In the account of the Adam and Eve, these two foundations of character (Faith and Love) were undeveloped, which is to say that Purity is not the same thing as Maturity. They were created innocent in both senses of the word in insomuch as they were without sin but they also had little experience in life and had not really learned to trust God--neither had they developed much empathy for one another.
Maturity requires testing, and testing tends to take the form of trial and error even though testing itself is what actually builds maturity. Testing can take the form of Temptation or the form of Suffering, and these are the most prominent features of life as people generally experience it--especially in the case of the poor and the downtrodden.
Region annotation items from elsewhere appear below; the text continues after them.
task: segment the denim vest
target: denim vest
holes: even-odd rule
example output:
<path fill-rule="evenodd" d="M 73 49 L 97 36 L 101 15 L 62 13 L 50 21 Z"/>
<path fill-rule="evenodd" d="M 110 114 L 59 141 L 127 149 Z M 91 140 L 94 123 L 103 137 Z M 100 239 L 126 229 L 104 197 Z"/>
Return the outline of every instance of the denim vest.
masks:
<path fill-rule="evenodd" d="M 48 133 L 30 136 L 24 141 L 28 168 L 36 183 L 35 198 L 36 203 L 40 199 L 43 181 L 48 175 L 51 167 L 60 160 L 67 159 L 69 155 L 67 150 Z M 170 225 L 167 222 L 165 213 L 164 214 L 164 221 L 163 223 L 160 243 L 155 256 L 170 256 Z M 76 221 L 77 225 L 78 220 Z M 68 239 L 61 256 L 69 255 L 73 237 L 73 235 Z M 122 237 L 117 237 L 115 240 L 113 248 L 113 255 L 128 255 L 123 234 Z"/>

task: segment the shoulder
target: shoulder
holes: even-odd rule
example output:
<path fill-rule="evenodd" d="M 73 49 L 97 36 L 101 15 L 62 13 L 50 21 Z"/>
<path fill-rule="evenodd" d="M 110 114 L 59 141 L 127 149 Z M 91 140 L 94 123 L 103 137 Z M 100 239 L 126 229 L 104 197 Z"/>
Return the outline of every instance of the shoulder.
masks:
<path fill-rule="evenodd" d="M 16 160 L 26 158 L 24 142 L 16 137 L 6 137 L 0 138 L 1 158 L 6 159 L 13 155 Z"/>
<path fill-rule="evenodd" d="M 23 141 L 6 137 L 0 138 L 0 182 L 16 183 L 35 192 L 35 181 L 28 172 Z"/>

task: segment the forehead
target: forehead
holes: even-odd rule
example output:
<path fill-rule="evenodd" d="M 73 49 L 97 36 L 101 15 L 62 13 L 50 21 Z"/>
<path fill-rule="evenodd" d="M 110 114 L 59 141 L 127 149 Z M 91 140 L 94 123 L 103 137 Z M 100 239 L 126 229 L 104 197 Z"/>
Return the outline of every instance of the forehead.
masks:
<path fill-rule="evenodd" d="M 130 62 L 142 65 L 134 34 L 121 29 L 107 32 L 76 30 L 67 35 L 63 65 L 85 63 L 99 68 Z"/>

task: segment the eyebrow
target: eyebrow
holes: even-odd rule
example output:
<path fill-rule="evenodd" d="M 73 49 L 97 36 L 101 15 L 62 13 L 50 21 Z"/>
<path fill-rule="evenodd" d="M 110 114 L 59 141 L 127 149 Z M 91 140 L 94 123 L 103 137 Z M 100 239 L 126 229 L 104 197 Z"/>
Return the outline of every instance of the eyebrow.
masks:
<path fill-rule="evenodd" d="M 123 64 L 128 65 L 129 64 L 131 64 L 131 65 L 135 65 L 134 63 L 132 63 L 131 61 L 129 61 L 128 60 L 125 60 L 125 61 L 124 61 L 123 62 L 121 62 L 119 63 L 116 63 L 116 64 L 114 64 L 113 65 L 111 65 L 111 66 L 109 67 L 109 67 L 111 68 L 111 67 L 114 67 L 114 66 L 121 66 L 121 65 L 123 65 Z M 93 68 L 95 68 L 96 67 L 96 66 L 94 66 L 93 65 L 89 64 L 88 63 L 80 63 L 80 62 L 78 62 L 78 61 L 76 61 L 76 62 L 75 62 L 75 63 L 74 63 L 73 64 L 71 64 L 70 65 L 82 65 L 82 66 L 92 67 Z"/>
Genesis presents Temptation as the suggestion that that something that God has forbidden is in fact something that is good for us that we deserve and might have within our power to take for ourselves. Sin is belief that such is indeed the case, and the resulting act of rebellion is simply the outward manifestation of this transgression.
The Tree of the Knowledge of Good and Evil presented Adam and Eve an opportunity to develop an increasingly deeper trust in God by its mere presence together with the ban on eating its fruit. However, we are all vulnerable to temptation to the degree that we have not established trust in God, so we are always more vulnerable at the beginning and therefore likely bound to learn the hard way, which invariably involves suffering.
Our direct suffering due to personal experience of hardship and injustice as well as our vicarious experience of the hardship and injustice experienced by others is the main way that we learn to trust God and to have empathy for others, which answers the question of why a loving God allows so much suffering and injustice in this broken world.
We balk at this because, not trusting God to match our own woefully deficient sense of justice and empathy, we reject him as inferior to ourselves. The better path is to trust that everything will somehow make sense in the end, which is in part the lesson of Job. This is how Faith is perfected.
However, suffering of itself will simply crush us unless we understand the ways of God, something that requires immersing ourselves in the Word of God so that we may be transformed by the renewal of our minds as we submit to scripture and gradually come to grasp and approve the will of God. This perspective in turn allows us to perceive the emptiness of anything seemingly gained by sin, which fortifies us to see through temptation and turn away before it takes root in our hearts. Profound empathy for others also constrains us from embracing Evil.
This brings us to the meaning of humanity between the first two chapters of Genesis and the last to chapters of Revelation, during which time we are to grow in our trust in God and our empathy for others to be better equipped for some unknown service in the world to come that rhymes with the purpose for which we were created, namely to extend the shalom of Garden to encompass the Earth.